Scott Scharff

No. 95
- Position: Defensive end

Personal information
- Born: February 7, 1982 (age 44) Wisconsin Rapids, Wisconsin, U.S.
- Listed height: 6 ft 5 in (1.96 m)
- Listed weight: 265 lb (120 kg)

Career information
- College: Stanford
- NFL draft: 2005: undrafted

Career history
- San Francisco 49ers (2005–2006)*; Hamburg Sea Devils (2006); New Orleans Saints (2006–2007)*;
- * Offseason or practice squad member only

Awards and highlights
- First-team All-NFL Europe (2006);

= Scott Scharff =

American football player (born 1982)

Scott Scharff (born February 7, 1982) is an American former football defensive lineman. He previously spent two and a half seasons with the San Francisco 49ers and the New Orleans Saints. He played college football at Stanford.

==Professional career==
===San Francisco 49ers===
Signed as an undrafted free agent following the 2005 NFL draft choosing the San Francisco 49ers over offers from five other teams. After training camp was placed on the practice squad for the 2005–2006 season. Allocated to NFL Europe during the off-season. Upon his return, Scharff spent the 2006–2007 training camp with the 49ers. Scharff was waived at the conclusion of training camp and promptly signed by the New Orleans Saints.

===Hamburg Sea Devils===
Allocated to NFL Europe by the San Francisco 49ers on January 11, 2006. Started all 10 games at defensive end for the Hamburg Sea Devils. Led all players in NFL Europe with 6.0 sacks. Honored by being named First Team All-NFL Europe for his performance during the 2006 season.

===New Orleans Saints===
Was obtained off waivers from the San Francisco 49ers. He was placed on the practice squad for the majority of the 2006-2007 season. On November 29, 2006 was elevated to the 53-man active roster for week 12 vs the 49ers. Suffered a season ending knee injury (ACL, MCL, Meniscus) during practice later that same day. Underwent reconstructive surgery and was placed on the injured reserve for the remainder of the season. After spending the off-season rehabilitating the injury, Scharff was re-signed to the team for the 2007-2008 season. He was released by the Saints at the end of training camp.

==College career==
===Stanford University===

Scharff played college football at Stanford where he was a three-time letter winner and team co-captain. While at Stanford, Scharff majored in Sociology with a concentration in Business, Organizations, and Economics with a minor in Public Policy.

===2004===
Started all 11 games at Defensive end. He tallied 23 tackles, 11 of which were solo, 1.0 sacks, 2.0 tackles for loss, 4 passes deflected, and 1 blocked kick.

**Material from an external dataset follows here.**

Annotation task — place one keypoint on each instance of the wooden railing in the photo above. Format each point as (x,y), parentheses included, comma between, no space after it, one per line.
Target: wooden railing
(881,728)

Lettered for the third season.

===2003===
Was a backup defensive tackle who played in 10 of 11 games and lettered for the second-consecutive season. He provided the Cardinal with a quality defensive tackle coming off the bench. Scharff had 8.0 tackles, 2.0 fumble recoveries, and 1.0 blocked kick. Missed one game (Oregon, 10/25) after sustaining a torn ACL, MCL, and Meniscus in his left knee. Despite the injury, Scharff finished out the season, playing the final five games in a brace, and underwent arthroscopic ACL surgery at the conclusion of the 2003 season.

===2002===
Earned his first varsity letter as a backup defensive tackle. He played in all 11 games and started one game against Arizona State. Scharff accounted for 9.0 tackles, including 5.0 solos, 1.0 tackles for loss and 1.0 sacks.

===2001===
Appeared in three games as a reserve defensive lineman - vs. Arizona State, vs. UCLA and at Arizona. He recorded one tackle in Stanford's 51-28 victory over Arizona State on Sept. 22.

===2000===
Redshirted the campaign as a true freshman.

==High school==
He played football at Lincoln High School in Wisconsin Rapids, Wisconsin. He played as a defensive end. His senior year, he was named a Bigger Faster Stronger Magazine All-American, USA Today honorable mention All-American, All-State, and Wisconsin Valley Conference Defensive Player of the Year, first-team all-conference and all-region, and was one of the top defensive lineman in the nation. Finished senior year with 15 sacks and 29 tackles for loss. He also participated in powerlifting. Placed first in the 242 lb. weight class in the Wisconsin State Powerlifting Championship.